When sync-mode='media-clock' is negotiated, endpoints SHOULD use the same RTCP CNAME for audio, video and text RTP streams belonging to the same endpoint. Receivers SHOULD use RTP/RTCP timing to align text with audio or video where possible. If timing information is unavailable, the receiver MAY fall back to session arrival time and SHOULD indicate reduced synchronization quality.

9. WebRTC Datachannel/T.140 Profile

The datachannel profile supports browser/WebRTC deployments using T.140 over a reliable, ordered data channel. This profile is useful when a WebRTC implementation naturally uses data channels for RTT. However, data channels do not automatically share the RTP media clock, so the synchronization mode MUST be declared carefully.

Example 8. Illustrative datachannel text content
<content creator='initiator' name='text'>
  <description xmlns='urn:xmpp:jingle:apps:rtt-sync:0'
               profile='dc-t140'>
    <datachannel subprotocol='t140'
                 reliability='reliable'
                 order='in-order'
                 label='rtt'/>
    <rtt-sync role='conversation'
              source='human'
              lang='nl-NL'
              sync-group='tc1'
              sync-reference='audio'
              sync-mode='co-session'
              max-skew='700'/>
  </description>
  <transport xmlns='urn:xmpp:jingle:transports:dtls-sctp:1'/>
</content>

The exact Jingle mapping for WebRTC data channel negotiation should be aligned with the relevant Jingle data channel signalling specification. This document does not attempt to replace that signalling.

10. Fallback to XEP-0301

If the responder does not support urn:xmpp:jingle:apps:rtt-sync:0, the initiator MAY fall back to In-Band Real Time Text (XEP-0301) [1]. Fallback MUST be explicit in the user interface when synchronization is required.

Example 9. Informing the peer about fallback
<message from='romeo@example.org/desktop'
         to='juliet@example.org/mobile'
         type='chat'>
  <rtt-fallback xmlns='urn:xmpp:jingle:apps:rtt-sync:0'
                sid='abc123'
                method='xep-0301'
                sync-mode='none'
                reason='peer-unsupported'/>
</message>

Fallback is a state transition, not just a transport choice. If a Jingle text content is rejected but audio and video are accepted, the call MAY continue without synchronized text. If fallback RTT is started for the same conversation, it SHOULD be bound to the Jingle sid and shown as fallback rather than synchronized captions.

11. Business Rules

11.1 Sender rules

  1. A sender that offers synchronized RTT MUST include an rtt-sync element.
  2. A sender MUST identify whether the stream is conversation text, caption text, transcript text, interpreter text or translation text.
  3. A sender SHOULD include a language tag when known.
  4. A sender MUST NOT label ASR text as human captioning.
  5. A sender MUST route Jingle text for the negotiated content through the negotiated Jingle transport, not through an unrelated ordinary chat message path.

11.2 Receiver rules

  1. A receiver MUST treat a Jingle synchronized RTT content as part of the call, not as normal chat.
  2. A receiver SHOULD use the negotiated sync-mode to determine presentation.
  3. A receiver MUST bind incoming synchronized text to the Jingle sid and content name before presenting it as part of a call.
  4. A receiver SHOULD detect duplicate text received through both Jingle text and XEP-0301 fallback and avoid showing it twice.
  5. A receiver SHOULD expose diagnostics when RTT is present in chat but absent from the Jingle session.
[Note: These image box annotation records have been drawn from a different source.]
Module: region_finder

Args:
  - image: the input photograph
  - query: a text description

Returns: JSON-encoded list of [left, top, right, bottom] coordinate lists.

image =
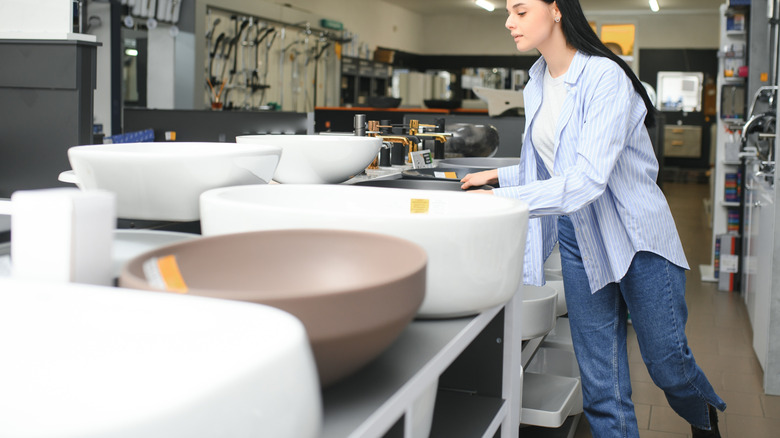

12. User Interface Guidance

A user interface SHOULD distinguish at least these cases: live text, live captions, AI captions, human captions, translation and unsynchronized fallback.

During call setup, a client SHOULD expose whether synchronized text was negotiated, whether live text fallback is active or whether text is unavailable in the call.

Example 10. Example user-visible states
Synchronized text: negotiated
Live text fallback: active
Text in call: unavailable

13. Accessibility Considerations

This specification is specifically motivated by accessibility and Total Conversation use cases. A deaf or hard-of-hearing user MUST be able to distinguish between typed text, human captions, AI or ASR captions and translated text where this information is known.

A client SHOULD visibly indicate late captions, uncertain ASR captions or unsynchronized fallback text. A client SHOULD allow users to prefer synchronized captions over lowest-latency captions, or lowest-latency captions over strict synchronization.

14. Internationalization Considerations

Text content MUST support Unicode. Language tags SHOULD use BCP 47. Clients SHOULD support multiple simultaneous text streams where translation or interpreter text is provided in addition to original captions.

15. Security Considerations

Synchronized RTT and captions can contain highly sensitive conversation content. Implementations SHOULD use end-to-end encrypted signalling and encrypted media where available.

For RTP/T.140, implementations SHOULD use SRTP or an equivalent encrypted RTP transport, authenticate the sender of the text stream and protect against injection of false captions. Implementations SHOULD prevent downgrade attacks from synchronized RTT to unsynchronized fallback without user indication.

Clients SHOULD avoid misrepresenting AI captions as human or verified text.

16. Privacy Considerations

Real-time text can reveal text before the sender considers it final. Captions can reveal speech content to captioning, relay or ASR services. A client SHOULD obtain user consent before sending typed RTT and before sending audio to ASR or captioning services.

A client SHOULD not store partial captions or partial RTT as a final transcript unless enabled. A client SHOULD indicate when a third-party captioning, ASR, relay or interpreting service is active.

17. IANA Considerations

This document makes no direct IANA request unless future revisions define new SDP attributes or new media types. The RTP/T.140 profile uses existing text/t140 and text/red media formats.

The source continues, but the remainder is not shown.